Thursday, September 23, 2010

TV Scum: The Event

©NBC
The Event: I Haven't Told You Everything (S01E01)

Leading up to this season's new premieres, The Event had the distinction of being heavily pushed and marketed by NBC, even going so far as to show the pilot at this year's Comic Con. While the consensus so far seems to be mixed, you cannot deny that the establishing episode for the series is ambitious in its ambiguity but then again, a year ago the same was being said about FlashForward and that didn't turn out too well.

Whether intentional or not, I got heavy undertones that were "borrowed" from previous series like 24, Lost, Alias, Fringe and for a balanced act a bit of Sandra Bullock's mediocre film The Net. While it features a fairly large cast of veteran TV and "that guy" actors, Jason Ritter plays our lead Sean Walker who starts the episode embarking on a cruise with his soon-to-be fiancee and ends up brandishing a gun on a commercial airliner trying to stop an attempt to assassinate the president. At least, if things were shown in a straight-forward fashion that's what would have happened.

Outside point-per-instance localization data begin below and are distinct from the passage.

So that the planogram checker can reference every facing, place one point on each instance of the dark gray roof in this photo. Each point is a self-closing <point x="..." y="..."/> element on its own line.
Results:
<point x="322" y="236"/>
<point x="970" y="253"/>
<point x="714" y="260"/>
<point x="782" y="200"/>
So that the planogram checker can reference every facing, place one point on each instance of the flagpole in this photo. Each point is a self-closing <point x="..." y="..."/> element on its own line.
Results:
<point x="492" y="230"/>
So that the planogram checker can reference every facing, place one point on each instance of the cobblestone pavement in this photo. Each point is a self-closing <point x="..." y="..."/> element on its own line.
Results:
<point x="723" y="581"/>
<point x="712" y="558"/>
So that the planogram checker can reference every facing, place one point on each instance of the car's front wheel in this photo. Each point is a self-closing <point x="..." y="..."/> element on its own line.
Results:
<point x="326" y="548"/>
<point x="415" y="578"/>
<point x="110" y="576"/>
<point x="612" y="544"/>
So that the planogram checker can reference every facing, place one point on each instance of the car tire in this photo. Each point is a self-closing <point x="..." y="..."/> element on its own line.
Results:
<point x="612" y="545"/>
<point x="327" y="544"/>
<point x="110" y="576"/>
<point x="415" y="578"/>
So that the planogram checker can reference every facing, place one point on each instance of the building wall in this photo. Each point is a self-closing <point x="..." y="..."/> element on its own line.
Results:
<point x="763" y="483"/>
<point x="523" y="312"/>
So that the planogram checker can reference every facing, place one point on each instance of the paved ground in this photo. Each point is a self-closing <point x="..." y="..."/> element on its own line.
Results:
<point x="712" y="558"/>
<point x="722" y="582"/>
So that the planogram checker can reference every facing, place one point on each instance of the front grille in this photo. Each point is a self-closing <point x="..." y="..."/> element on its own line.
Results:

Taking a page from other non-linear stories, the episode jumps around to focus on different characters at different times leading up to the plot to crash a commercial airplane into the President's not-very-secure retreat. In certain instances, non-linear stories (particularly from director Chris Nolan) are done in a way to emphasize certain plot points or to mislead the audience. Here, the stories do not so much intersect as they crash together at random times, as if to try to build suspense that otherwise isn't there.

The baffling part is that with the various story lines going on, there should be no problem to create a compelling story. There is the mystery regarding 97 unlawfully detained prisoners at a remote Alaskan site, the President's desire to close the facility (such a fantastical plot line), Sean's disappearing girlfriend, and her father's unwitting involvement in the assassination attempt. Most interesting though is a group that manages to thwart the attempt by causing the airliner to literally vanish into thin air. Thus, if you have watched any of the shows mentioned above, you can see where some elements are (at times heavily) borrowed.

The cast is very strong with Blair Underwood as President Martinez, Laura Innes as Sophia, the leader of the group of detainees, and Scott Patterson as Sean's future father-in-law Michael Buchanan.

Just like with any TV series, the pilot is almost irrelevant to the quality of the rest of the series. Hopefully The Event does not fall victim to an overly complicated story and inability to throw the audience a bone now and then as some other failed shows have done. At the conclusion, I had the same thought that surely many had at the end of the first episode of 24 of how can such a premise survive over multiple episodes or even seasons. Only time will tell if this is the current year's Lost or FlashForward.